MAHMUT TOĞRUL (Gaziantep) - Çeviriler on gün sonra verildi.
ADALET BAKANI BEKİR BOZDAĞ (Yozgat) - Şimdi, bunu, tabii, bizim mahkemeye sorma hakkımız yok, yetkimiz de yok. Tabii, soruşturmayı yapan ve burada kararı veren sulh ceza hâkimliği veya yargılama yapılıyorsa mahkemesi. Dolayısıyla, bizim onunla ilgili tabii, bir etki yapma veya "Bunu neden böyle yapıyorsun?" deme hakkımız yok, keşke olsa. Benim de sizin gibi rahatsız olduğum bir sürü konu var. "Niye bu iş böyle oluyor?" diye sorarım. Şimdi, Adalet Bakanı olarak bunu sorduğumda suç, sormadığımda da suç. Bizim burada gerçekten...

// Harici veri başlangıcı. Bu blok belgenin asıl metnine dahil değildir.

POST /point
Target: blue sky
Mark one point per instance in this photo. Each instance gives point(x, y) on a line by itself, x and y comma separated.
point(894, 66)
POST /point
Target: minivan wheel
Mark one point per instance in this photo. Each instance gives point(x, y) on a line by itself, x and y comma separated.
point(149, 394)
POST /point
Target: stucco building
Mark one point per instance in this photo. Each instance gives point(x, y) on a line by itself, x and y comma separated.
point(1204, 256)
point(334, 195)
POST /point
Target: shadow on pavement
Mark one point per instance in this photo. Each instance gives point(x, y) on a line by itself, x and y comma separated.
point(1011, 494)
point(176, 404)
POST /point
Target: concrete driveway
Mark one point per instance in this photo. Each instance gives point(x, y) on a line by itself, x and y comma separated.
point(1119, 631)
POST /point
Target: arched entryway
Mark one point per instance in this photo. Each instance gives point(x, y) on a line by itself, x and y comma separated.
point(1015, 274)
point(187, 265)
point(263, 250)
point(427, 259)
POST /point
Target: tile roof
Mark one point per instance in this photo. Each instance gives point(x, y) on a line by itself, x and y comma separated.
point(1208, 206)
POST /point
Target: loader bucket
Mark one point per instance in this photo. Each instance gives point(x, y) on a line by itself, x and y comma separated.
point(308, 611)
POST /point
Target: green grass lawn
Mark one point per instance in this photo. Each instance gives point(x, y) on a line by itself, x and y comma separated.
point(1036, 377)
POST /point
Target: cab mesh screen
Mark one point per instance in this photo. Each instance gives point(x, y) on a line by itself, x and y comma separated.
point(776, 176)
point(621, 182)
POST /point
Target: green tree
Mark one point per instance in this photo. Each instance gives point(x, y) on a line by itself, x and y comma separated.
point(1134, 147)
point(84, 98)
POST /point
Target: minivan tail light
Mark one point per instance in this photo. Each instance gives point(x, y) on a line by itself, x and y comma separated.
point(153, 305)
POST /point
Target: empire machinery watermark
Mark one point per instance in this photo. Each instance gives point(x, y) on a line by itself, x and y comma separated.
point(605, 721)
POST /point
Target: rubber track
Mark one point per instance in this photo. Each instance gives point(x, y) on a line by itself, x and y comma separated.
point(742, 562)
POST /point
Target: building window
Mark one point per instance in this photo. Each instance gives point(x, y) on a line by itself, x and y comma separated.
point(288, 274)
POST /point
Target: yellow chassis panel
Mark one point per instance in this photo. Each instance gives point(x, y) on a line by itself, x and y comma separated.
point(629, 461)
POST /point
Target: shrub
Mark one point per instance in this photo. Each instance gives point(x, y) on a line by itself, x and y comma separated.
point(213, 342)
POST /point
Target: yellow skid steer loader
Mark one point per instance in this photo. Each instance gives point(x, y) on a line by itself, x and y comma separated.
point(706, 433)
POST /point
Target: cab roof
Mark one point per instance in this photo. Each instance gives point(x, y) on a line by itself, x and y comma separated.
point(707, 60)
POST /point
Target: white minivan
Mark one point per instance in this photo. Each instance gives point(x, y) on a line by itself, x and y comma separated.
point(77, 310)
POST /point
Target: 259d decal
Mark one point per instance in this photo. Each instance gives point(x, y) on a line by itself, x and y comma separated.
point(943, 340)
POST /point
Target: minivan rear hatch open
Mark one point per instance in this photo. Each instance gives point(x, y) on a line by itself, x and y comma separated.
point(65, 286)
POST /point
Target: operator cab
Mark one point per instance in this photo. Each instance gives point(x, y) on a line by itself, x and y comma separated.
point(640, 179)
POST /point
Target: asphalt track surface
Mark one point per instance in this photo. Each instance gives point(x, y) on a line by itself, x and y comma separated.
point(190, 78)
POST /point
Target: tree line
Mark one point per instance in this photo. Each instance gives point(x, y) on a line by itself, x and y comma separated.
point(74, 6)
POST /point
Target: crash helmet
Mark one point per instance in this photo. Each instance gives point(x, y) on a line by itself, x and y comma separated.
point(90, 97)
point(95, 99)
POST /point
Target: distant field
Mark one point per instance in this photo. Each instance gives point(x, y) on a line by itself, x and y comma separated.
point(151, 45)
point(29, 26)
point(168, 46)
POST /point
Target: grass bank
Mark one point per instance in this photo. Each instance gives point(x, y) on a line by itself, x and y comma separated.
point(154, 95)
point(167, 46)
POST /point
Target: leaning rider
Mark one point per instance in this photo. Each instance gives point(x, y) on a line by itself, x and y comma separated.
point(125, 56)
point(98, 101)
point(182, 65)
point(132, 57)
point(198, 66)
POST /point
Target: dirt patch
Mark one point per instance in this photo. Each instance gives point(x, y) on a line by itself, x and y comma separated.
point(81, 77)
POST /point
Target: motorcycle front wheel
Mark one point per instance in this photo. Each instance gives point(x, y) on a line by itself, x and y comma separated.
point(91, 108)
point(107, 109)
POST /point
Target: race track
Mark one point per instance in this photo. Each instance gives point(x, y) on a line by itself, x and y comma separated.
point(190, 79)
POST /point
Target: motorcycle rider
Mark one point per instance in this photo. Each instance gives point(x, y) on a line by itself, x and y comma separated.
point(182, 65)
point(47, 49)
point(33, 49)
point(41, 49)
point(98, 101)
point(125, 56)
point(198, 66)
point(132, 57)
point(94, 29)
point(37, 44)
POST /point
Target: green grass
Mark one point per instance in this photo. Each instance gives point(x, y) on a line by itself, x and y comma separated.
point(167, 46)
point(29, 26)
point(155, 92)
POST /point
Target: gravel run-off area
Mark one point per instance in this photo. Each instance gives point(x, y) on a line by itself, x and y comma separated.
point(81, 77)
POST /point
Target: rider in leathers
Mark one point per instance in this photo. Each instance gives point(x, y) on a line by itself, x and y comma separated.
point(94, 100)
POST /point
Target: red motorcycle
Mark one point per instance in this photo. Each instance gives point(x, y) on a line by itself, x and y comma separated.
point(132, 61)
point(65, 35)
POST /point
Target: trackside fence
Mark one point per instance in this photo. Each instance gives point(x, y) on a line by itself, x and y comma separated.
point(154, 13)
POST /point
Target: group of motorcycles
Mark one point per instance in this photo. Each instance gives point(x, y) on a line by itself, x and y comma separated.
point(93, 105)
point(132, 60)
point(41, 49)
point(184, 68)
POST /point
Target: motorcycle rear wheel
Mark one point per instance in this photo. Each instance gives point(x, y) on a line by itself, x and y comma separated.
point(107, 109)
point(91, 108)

MAHMUT TOĞRUL (Gaziantep) - Sayın Bakan, diğerlerine soruyorsunuz ama.
ADALET BAKANI BEKİR BOZDAĞ (Yozgat) - Yok, hiçbir tanesine bizim böyle bir soru sorma hakkımız yok, yetkimiz yok, denetimimiz yok ama Meclisimizi bu konuda doğru bilgilendirme görevimiz var. O bilgilerin tamamı geldiğinde de biz sizi doğru bir şekilde burada bilgilendireceğiz. Ama köle ticareti veya başka şekilde kim, ne gibi bir suç işliyorsa, bunun cezası neyse bunu alması lazım.
DEAŞ terör örgütü, eli kanlı bir terör örgütüdür, insanlık suçu işliyor, canavarca cinayetler işliyor. Böylesi bir terör örgütüne karşı mücadele herkesin görevi, ülkemizin görevi. Şu anda Türkiye cezaevlerinde 500 civarında DEAŞ terör örgütünden tutuklu insan var. Bir de ayrıca adli kontrolle serbest bırakılanlar var; bunların rakamına baktığınızda, binin üzerinde şu anda takip, adli kontrol ve tutuklu bulunan kişi var. Ayrıca da 24 tane de hükümlü var, cezası verilmiş, kesinleşmiş hükümlü var. DEAŞ terör örgütüyle etkili bir şekilde Türkiye Cumhuriyeti, tıpkı eli kanlı PKK terör örgütüyle mücadele ettiği gibi mücadele etmektedir, bundan sonra da etmeye devam edecektir.
"Yargı yavaş işliyor." Doğru, gerçekten sıkıntılarımız var, yani bunu her zaman dile getiriyoruz.
MAHMUT TOĞRUL (Gaziantep) - On beş günde karar var.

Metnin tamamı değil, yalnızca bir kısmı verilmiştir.